Data analysis. We examined the relationship of DEs, DMs, and total DAP concentrations (nanomoles per liter) from maternal urine collected during the first and second halves of pregnancy (0–20, 21–40 weeks gestation), and the average of the two pregnancy samples. For childhood metabolite concentrations, we used the area under the curve (AUC) from the five measurements made during childhood to summarize DAP concentrations over time during childhood. We calculated the time-weighted average concentration for each time interval by multiplying the time between measurements in years by the average of the two measured concentrations. The AUC was calculated by summing the time-weighted averages from each time interval using the trapezoidal method. We excluded from the AUC calculation 86 children who were missing DAP measurements at either 6 months or 5 years or missing more than one measurement from the other three time points. For children with a single missing DAP measurement at 1, 2, or 3.5 years of age (n = 65), we derived the time-weighted average for the interval defined by time points with available data by calculating the mean of the two closest measures. A total of 270 children had a childhood AUC calculation and data on the relevant covariates. We also performed a sensitivity analysis of the association between respiratory symptoms during the previous year reported at 5 or 7 years of age and a summary of childhood OP exposures based on measured values through 3.5 years of age only. In this analysis we excluded the concurrent 5-year value to ensure that the DAP measurements preceded the respiratory symptoms and exercise-induced coughing outcomes. DAP concentrations in maternal samples were corrected for urinary dilution using urine specific gravity, and child DAP samples were corrected for urinary dilution by dividing by urinary creatinine concentration. The variables for total concentrations of DEs, DMs, and total DAPs were log10-transformed.

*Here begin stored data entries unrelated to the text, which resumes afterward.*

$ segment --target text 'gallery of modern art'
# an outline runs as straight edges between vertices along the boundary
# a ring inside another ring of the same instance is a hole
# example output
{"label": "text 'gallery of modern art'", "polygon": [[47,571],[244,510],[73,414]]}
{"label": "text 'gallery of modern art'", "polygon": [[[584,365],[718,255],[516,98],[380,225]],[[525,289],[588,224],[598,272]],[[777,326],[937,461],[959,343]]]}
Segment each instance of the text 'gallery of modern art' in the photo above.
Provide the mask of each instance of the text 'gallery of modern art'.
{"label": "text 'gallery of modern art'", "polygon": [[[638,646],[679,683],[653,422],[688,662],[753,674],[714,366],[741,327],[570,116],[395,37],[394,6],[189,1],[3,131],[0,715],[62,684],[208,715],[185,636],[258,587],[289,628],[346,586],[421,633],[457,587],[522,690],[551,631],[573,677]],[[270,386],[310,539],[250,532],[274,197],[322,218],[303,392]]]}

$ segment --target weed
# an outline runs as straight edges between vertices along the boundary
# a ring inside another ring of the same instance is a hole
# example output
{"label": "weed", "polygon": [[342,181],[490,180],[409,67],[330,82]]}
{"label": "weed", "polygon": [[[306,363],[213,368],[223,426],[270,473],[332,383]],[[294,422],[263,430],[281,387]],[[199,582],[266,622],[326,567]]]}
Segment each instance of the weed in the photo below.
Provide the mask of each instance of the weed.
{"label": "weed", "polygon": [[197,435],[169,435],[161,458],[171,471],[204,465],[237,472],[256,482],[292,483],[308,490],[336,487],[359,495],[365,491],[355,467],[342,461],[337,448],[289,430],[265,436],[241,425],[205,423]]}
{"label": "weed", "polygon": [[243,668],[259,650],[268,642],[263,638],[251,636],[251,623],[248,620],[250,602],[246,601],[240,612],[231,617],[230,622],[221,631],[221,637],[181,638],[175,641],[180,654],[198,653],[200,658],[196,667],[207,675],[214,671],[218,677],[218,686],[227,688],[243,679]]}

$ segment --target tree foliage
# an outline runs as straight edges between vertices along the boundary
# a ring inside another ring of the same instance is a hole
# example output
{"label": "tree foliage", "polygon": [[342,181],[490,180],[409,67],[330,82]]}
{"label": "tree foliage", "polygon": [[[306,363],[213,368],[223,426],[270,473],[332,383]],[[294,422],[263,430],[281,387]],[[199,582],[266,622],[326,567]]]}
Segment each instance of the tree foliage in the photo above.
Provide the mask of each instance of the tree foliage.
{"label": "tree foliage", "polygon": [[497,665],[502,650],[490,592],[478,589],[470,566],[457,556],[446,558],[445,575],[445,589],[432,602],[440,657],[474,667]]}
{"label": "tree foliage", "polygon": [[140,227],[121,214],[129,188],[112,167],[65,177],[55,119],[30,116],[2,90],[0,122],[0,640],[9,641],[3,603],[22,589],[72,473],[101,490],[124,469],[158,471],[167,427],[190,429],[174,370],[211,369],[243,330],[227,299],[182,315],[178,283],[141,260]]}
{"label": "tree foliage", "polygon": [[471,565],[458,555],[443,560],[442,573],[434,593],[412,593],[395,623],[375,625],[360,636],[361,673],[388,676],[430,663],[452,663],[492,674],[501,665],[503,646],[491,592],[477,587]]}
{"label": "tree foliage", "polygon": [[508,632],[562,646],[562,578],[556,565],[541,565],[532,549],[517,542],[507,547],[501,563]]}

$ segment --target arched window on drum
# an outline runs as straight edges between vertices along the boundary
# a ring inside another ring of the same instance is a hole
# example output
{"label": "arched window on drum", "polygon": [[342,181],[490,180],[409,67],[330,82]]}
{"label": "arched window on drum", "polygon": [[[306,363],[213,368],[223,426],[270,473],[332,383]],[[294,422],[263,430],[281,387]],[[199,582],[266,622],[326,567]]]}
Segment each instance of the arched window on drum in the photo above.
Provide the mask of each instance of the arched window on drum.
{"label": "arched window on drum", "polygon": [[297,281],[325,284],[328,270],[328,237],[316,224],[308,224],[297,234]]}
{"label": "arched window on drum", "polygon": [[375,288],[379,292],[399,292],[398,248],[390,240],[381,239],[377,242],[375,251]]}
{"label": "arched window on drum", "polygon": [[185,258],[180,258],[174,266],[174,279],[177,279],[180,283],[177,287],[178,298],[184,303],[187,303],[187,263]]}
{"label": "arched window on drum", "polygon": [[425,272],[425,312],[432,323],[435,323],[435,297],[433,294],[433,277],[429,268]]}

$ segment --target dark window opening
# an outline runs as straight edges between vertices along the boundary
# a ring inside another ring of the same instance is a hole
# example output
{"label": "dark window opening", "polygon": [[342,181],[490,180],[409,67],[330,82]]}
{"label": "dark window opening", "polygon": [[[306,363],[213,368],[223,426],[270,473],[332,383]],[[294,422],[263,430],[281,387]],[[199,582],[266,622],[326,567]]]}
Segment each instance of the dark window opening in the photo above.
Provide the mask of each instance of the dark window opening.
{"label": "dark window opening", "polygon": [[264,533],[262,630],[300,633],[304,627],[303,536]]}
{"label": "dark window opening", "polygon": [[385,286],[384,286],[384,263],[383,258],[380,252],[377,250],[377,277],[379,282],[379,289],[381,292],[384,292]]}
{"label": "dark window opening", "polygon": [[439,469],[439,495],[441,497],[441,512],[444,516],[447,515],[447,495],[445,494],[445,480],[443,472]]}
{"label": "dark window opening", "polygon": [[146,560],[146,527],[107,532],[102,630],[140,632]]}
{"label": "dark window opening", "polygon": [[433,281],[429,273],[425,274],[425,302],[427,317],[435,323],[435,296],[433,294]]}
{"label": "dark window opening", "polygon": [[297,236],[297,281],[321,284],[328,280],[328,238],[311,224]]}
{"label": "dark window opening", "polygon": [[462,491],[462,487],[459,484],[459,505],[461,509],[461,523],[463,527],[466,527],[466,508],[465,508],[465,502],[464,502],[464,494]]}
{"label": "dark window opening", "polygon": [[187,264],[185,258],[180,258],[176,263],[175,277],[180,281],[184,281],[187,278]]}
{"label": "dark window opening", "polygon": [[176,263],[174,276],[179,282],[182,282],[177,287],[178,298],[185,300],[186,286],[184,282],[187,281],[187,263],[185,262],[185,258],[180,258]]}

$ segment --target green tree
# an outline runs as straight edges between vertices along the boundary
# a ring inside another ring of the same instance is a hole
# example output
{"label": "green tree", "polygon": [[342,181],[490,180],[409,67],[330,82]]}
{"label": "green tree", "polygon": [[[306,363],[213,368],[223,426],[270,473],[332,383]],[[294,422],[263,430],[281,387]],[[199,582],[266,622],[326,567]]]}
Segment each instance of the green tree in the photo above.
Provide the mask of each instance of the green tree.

We used generalized estimating equation (GEE) models (Hubbard et al. 2010; Zeger and Liang 1986) to estimate the longitudinal associations of prenatal and early childhood DAPs on respiratory symptoms in children at 5 and 7 years of age, while accounting for within-subject correlation of repeated measures of respiratory symptoms that were assessed at 5 and 7 years of age (Hubbard et al. 2010; Zeger and Liang 1986). The repeated measures of respiratory symptoms were assessed at 5 and 7 years of age and were defined as positive if they were categorized as such at age 5 or 7 years or both. The same definition was done for exercise-induced coughing.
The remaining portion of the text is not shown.